The technology pulls all the potential of the chemicals by evenly covering the surfaces in detail with less solution and in a rapid way. It results in more efficient work and increased work quality.
What facilities/surfaces, in your opinion, benefit most from this new cleaning technology?
Aviation, government, hospitality, retail, sports, business owners, schools, healthcare, and transportation are of course primary considerations. Electrostatic sprayers are beneficial anywhere people need to quickly and effectively disinfect large surface areas that are frequently touched by many people.
Surfaces and objects with many details that would make it too hard or too long to clean the manual way benefit the most. The technology can also be used to clean soiled surfaces, but only if the sprayer has a nozzle with more flow and more power to leave a thicker layer. Since 100% of the surface is wet in detail, the chemical will work all the surface before the scrubbing action. The soil is then easier to clean, saving a lot of time and effort on the scrubbing. Typically, with the trigger bottle, we wet a few spots on the surface and then spread the chemical and scrub at the same time. A lot of chemical potential is lost.
Businesses of all sizes, from small family-owned businesses to large athletic stadiums, have adopted electrostatic technology into their disinfecting practices to help ensure their facilities are properly disinfected. Electrostatic sprayers save time and are designed with ergonomics in mind, making surface disinfection more achievable, especially for environmental service workers during long-term use and in facilities pressed for time.
Are there any surfaces/facilities, the technology is not intended for?

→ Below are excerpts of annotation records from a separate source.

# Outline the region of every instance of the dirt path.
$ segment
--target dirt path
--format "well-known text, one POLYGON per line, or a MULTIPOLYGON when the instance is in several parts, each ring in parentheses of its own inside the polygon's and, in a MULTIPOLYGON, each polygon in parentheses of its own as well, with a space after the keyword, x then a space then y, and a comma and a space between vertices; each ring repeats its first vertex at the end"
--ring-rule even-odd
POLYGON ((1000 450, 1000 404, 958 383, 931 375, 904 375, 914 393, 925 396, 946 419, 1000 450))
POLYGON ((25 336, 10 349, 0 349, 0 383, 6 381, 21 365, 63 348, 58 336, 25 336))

In truth, an electrostatic sprayer is simply an application method (versus trigger sprayer or disinfectant wipe) and there are certainly pros and cons to all application methods. There is no one size fits all. When setting up a protocol, most facilities will use a combination of electrostatic sprayers and manual disinfection wipes or trigger sprayers. In addition, facilities need to consider what type of disinfection is needed where and what is going to have the most cleaning efficiency for their cleaning professionals while also helping to reduce the spread of infectious pathogens in their shared spaces. For example, with electrostatic spraying, often the space needs to be clear of any bystanders during use. For most spaces, this limits their use to the end of the day or when areas are
otherwise unoccupied. When spaces are still occupied, disinfection can be accomplished by using a ready-to-use disinfectant wipe or manual trigger sprayer on high-touch surfaces.
This technology is not well-suited if you only have a small job to do.

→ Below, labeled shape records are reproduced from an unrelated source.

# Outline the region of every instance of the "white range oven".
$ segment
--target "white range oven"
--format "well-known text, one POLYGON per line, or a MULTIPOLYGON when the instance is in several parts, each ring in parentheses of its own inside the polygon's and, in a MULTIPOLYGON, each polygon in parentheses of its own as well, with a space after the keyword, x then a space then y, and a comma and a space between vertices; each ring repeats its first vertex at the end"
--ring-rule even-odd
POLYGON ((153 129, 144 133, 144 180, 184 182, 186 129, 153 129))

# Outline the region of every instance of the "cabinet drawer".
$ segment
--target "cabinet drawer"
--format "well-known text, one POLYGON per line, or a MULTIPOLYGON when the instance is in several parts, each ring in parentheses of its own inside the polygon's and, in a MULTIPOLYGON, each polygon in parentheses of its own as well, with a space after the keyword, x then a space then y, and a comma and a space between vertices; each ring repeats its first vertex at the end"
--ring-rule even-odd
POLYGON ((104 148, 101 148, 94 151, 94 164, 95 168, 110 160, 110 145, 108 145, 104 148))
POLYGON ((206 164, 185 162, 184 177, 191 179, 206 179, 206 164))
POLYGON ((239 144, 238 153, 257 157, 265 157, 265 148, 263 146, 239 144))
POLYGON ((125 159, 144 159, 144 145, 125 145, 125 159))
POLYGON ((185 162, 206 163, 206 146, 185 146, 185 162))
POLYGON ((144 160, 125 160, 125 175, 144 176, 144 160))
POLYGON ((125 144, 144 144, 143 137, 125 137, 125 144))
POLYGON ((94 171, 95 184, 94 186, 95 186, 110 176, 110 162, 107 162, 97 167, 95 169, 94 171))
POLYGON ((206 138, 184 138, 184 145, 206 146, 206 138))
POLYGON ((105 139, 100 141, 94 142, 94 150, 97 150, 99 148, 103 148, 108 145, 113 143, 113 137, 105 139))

What are the newest electrostatic technology features users should look for?
Because of the pandemic, there were a lot of flyby- night, get-rich-quick fake sprayers introduced to the world. However, the best electrostatic sprayers are those that are patented, portable, and
lightweight (with a proven track record), that allow the users to apply any EPA-registered disinfectant of their choice and provide a bi-polar (both + and -) electrical charge to the droplets.

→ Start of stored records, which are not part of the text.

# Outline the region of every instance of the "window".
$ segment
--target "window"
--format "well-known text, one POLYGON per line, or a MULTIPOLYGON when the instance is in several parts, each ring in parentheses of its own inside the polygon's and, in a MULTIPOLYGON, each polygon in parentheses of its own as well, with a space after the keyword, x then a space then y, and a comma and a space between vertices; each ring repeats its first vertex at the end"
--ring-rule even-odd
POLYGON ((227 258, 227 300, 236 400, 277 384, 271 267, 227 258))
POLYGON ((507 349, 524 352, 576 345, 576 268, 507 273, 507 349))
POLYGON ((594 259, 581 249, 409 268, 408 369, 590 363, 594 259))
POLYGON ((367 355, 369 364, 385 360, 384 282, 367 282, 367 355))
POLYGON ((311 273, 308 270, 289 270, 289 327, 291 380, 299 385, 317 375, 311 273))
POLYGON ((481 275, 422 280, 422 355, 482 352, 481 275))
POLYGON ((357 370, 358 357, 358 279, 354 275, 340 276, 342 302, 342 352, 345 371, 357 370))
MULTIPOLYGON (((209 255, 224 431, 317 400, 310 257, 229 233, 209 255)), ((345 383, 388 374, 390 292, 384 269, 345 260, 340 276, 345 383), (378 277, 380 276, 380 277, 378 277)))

Over the past several years, electrostatic sprayers have become increasingly popular as more and more business have adopted touchless disinfection technologies. Electrostatic technology is now
offered in all shapes and sizes to accommodate all types of usage occasions. Designed with ergonomics in mind, newer handheld electrostatic sprayers are engineered to reduce repetitive
motions needed to spray surfaces. Bending at the waist is less necessary because the user can spray the surface from 2-4 feet away and the repetitive motion of squeezing a trigger is eliminated because the device remains on with a single push. The S-shaped motion that is recommended to spray surfaces also eliminates unnecessary movement at the wrist and shoulders.